O’Neill had high praise for Coakley, calling her a “true friend of women.”

“We strongly endorsed Coakley. She is a great leader, she is a good candidate. “We need more women like Martha Coakley to run for office. More women run, more women will win.”

The NOW president said the “male-dominated Democratic Party” is not doing women any favors by bringing in anti-abortion zealots,” slamming Nelson and Rep. Bart Stupak (D-MI), whose amendment to restrict abortion coverage in the House health bill passed minutes before the final vote.

“Women are clearly harmed” by these lawmakers, O’Neill said. “Shame on the male-dominated Democratic Party for supporting them. They hold themselves out as the party that is women-friendly; well they’re not acting like it.”

“And that has a lot to do with why Martha Coakley lost this election,” O’Neill alleged, explaining the Democrats’ loss of Ted Kennedy’s seat with an argument that few others have made.

But um, um, didn’t Coakley actually say she’d vote for the “anti-woman” healthcare “reform” bill O’Neill so petulantly spoke out against? Ah – yeah, explains Ed Morrissey:

Let’s walk through the logic of this for a moment. O’Neill says that the bill damages the standing of women and that her organization will not support any Congressional incumbent who votes for it. Scott Brown campaigned explicitly to kill the bill, even calling himself the 41st vote and signing autographs with the number β€˜41? alongside. Coakley, on the other hand, campaigned explicitly on supporting the bill that O’Neill opposes, which means that according to O’Neill, Coakley wouldn’t have gotten her vote in 2010.

In this case, if one attempts to follow this logic, then Brown should have gotten the NOW endorsement (especially since he’s moderately pro-choice) β€” and O’Neill should be thrilled that the candidate who best represents NOW’s position on the biggest domestic policy issue won the election.

Oh, right, I forgot. Brown has that pesky Y chromosome, which is apparently all O’Neill really opposes.

And that, my dear readers, is a brilliant deconstruction of liberal feminist “logic,” to which I’ll only add one more thing: It’s not just that Brown was missing that Y chromosome, but he also doesn’t march lock step with abortion supporters (then again, he doesn’t exactly march lock step with abortion opponents, either). But Martha Coakley was a pro-choice Democrat who also happened to be a woman, so in NOW’s eyes, she was the perfect choice to take Ted Kennedy’s place in the US Senate – even though she supported a deeply flawed healthcare “reform” bill that NOW believed was anti-woman enough to announce that they would not endorse any candidate who supported it.

Got it, now? ;)

Update – 10:34 AM: And speaking of liberal feminist “logic,” ST reader Anthony points to recent diappointing comments made by GOP Senate candidate hopeful Carly Fiorina, who hopes challenge Senator Babs Boxer in the fall election. Click on the link to listen closely to what Fiorina had to say in front of a women’s group in California about the representation of women by women in government. The San Jose Mercury News has a mini-recap of her remarks:

WASHINGTON β€” Former Hewlett-Packard CEO and Republican Senate candidate Carly Fiorina found herself in political hot water Friday after speaking warmly of Jesse Jackson and saying democracy won’t be “truly representative” until “at least” half of elected officials are women.

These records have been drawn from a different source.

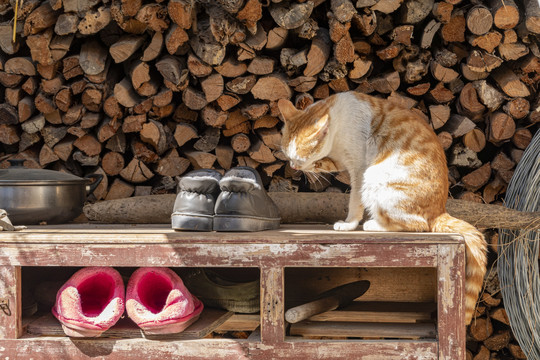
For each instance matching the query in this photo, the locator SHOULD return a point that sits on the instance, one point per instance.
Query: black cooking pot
(32, 196)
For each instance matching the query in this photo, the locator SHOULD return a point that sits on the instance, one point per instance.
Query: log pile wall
(143, 91)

In a speech that became public Friday, Fiorina fondly recalled the Rev. Jesse Jackson β€” a controversial figure across the political spectrum but anathema to many on the right β€” “very graciously” visiting her at HP years ago, when the two worked together to boost diversity among Silicon Valley’s work force.

“I like to remind people that women are not a constituency β€” women are a majority,” Fiorina said during her Wednesday night speech in Sacramento, hosted by California Women Lead, a nonpartisan group that encourages women to seek public office. “Women are the majority of voters and we will never have a truly representative democracy unless women make up half, at least, of our elected representatives.”

At a time Fiorina is seeking to appeal to conservatives, the most reliable voters in Republican primaries, her remarks could prove costly. Critics on the right, including one of her opponents in the GOP Senate primary, argued that her speech smacked of identity politics and bristled at her ties to Jackson.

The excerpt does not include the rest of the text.